2.1> first step, an add-node instruction of the redis-trieb. Rb script is called, and dump. Rdb file start numbers and redis instances on the down 2 main nodes in the cluster are added to the redis cluster again.

2.2> in the second step, a rebalance instruction of the redis cluster redis-trie. Rb script is called, the weight of 2 redis instances started in 2.1> is configured to be 0, and other nodes balance the slot allocation in the redis cluster according to the weight in the configuration file.

2.3> third step, call del-node instruction of redis cluster redis-trie.

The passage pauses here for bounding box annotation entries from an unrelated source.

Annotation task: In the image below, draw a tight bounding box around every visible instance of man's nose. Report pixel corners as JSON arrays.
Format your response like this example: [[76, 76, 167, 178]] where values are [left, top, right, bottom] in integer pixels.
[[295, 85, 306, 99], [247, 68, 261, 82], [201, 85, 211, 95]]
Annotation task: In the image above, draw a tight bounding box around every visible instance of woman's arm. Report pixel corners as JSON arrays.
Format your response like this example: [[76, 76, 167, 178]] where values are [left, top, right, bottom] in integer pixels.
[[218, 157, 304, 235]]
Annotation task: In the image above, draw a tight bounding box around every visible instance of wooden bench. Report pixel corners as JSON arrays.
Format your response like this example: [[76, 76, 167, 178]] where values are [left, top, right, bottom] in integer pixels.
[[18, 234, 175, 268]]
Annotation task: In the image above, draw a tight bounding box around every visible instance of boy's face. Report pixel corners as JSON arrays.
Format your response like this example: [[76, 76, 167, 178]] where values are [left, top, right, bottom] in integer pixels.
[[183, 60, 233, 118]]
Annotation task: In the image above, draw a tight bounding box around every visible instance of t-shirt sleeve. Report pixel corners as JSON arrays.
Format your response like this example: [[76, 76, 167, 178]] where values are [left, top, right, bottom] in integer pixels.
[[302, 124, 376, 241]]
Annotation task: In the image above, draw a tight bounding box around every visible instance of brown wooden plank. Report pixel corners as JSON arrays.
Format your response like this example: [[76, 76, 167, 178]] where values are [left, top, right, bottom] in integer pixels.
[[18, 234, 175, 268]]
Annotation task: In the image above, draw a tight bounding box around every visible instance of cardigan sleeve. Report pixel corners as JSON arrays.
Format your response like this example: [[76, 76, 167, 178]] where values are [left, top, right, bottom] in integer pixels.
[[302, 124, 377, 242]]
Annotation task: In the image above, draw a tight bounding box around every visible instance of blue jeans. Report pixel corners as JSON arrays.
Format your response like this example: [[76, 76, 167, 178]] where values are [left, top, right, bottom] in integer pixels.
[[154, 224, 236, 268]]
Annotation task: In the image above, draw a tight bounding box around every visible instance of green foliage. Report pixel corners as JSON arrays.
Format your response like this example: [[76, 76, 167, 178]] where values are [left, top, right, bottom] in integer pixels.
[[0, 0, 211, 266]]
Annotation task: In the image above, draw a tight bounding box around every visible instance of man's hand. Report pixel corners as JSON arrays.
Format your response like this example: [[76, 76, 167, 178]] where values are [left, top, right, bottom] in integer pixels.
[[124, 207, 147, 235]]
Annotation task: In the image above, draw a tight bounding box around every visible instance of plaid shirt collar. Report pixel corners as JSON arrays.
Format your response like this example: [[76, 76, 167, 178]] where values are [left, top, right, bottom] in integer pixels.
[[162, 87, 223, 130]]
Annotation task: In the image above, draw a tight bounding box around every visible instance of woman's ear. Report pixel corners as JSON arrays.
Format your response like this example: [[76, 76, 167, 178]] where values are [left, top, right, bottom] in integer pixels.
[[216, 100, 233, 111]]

Rb script, delete redis instance started in 2.1>, then close these instances and clean rdb file, so that cluster migration is completed.

Claims

1. A method for guaranteeing availability of redis clusters is characterized by comprising a cluster migration method and a cluster returning method, wherein the cluster migration method comprises the following steps:

step a, storing the node information of the redis cluster, and deleting the master-slave node of the downtime from the redis cluster;

b, re-adding dump.rdb files and redis examples of the downed main node into the redis cluster, and configuring the weight of the re-added redis examples to be 0, wherein other nodes are still configured according to the set weight;

deleting the re-added redis instance, and cleaning the rdb file of the deleted redis instance;

the cluster migration method specifically comprises the following steps:

step d, adding the master-slave node into the redis cluster, and configuring a master-slave mode;

and e, calling a provided redis-trie-rb script of the redis cluster, executing a rebaance command, adding use-empty-masters parameters and configuring weights to balance slot allocation in the redis cluster.

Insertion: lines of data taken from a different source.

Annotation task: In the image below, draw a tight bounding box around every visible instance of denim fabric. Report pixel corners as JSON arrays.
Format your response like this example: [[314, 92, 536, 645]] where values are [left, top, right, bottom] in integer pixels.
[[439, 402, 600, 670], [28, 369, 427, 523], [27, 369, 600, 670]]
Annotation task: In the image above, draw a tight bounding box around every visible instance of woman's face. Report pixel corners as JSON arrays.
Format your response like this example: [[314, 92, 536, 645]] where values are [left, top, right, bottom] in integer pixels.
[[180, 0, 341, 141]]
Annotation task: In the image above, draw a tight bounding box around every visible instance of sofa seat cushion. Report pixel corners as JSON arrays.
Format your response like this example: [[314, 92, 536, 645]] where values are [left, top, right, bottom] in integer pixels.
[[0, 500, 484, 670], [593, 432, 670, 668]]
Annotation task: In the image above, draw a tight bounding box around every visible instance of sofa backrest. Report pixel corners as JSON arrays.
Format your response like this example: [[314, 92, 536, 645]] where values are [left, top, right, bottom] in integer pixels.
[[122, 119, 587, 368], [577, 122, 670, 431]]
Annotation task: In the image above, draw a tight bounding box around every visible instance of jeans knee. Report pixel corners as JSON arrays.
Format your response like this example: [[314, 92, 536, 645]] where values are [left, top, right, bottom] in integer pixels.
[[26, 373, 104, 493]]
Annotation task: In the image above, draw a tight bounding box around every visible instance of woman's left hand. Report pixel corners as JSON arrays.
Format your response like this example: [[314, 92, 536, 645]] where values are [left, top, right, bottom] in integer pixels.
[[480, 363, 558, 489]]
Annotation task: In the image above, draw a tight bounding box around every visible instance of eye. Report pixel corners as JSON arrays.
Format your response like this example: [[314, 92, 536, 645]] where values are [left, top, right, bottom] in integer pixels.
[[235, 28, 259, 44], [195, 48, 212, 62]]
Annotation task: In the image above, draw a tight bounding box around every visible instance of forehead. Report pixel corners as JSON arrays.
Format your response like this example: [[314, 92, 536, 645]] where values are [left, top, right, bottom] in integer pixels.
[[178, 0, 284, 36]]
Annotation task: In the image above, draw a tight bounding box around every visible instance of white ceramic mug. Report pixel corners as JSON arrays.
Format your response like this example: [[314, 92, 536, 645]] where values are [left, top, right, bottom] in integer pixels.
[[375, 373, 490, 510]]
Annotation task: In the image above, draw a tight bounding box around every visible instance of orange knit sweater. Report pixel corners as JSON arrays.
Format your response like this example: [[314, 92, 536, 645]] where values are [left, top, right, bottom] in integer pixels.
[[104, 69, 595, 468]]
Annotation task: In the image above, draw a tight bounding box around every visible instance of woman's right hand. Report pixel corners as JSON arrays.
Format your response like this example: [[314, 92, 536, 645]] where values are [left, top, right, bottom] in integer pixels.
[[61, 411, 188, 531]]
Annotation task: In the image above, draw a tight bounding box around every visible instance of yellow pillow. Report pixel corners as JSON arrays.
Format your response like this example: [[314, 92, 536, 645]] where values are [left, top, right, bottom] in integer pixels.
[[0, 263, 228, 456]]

2. The method for guaranteeing availability of redis clusters according to claim 1, wherein the method adopts SNMP and CTDB to form a cluster monitoring system to monitor clusters, and the specific method is as follows:

the SNMP client is deployed on each node of the redis cluster to acquire each item of important parameter information and each cluster node information of the redis cluster, each item of important parameter information and each cluster node information are sent to the SNMP server, each item of important parameter information and each cluster node information are synchronized into the redis cluster by the SNMP server, and the SNMP server is deployed in the redis cluster to be high-availability through the CTDB.

3. The method for guaranteeing availability of redis cluster according to claim 1 or 2, wherein when the cluster status is unavailable, if more than half nodes of the redis cluster are in a down status or the remaining master nodes of the redis cluster are less than 3 or only three master nodes of the redis cluster, an alarm message is sent, and step a-step c is not performed, otherwise, the processing of step a-step c is performed.

4. The method for guaranteeing availability of redis cluster according to claim 1, wherein the test packet is continuously sent to the downed master node, and the cluster migration method is implemented when the downed master node is restarted and at least one slave node of the master node is started.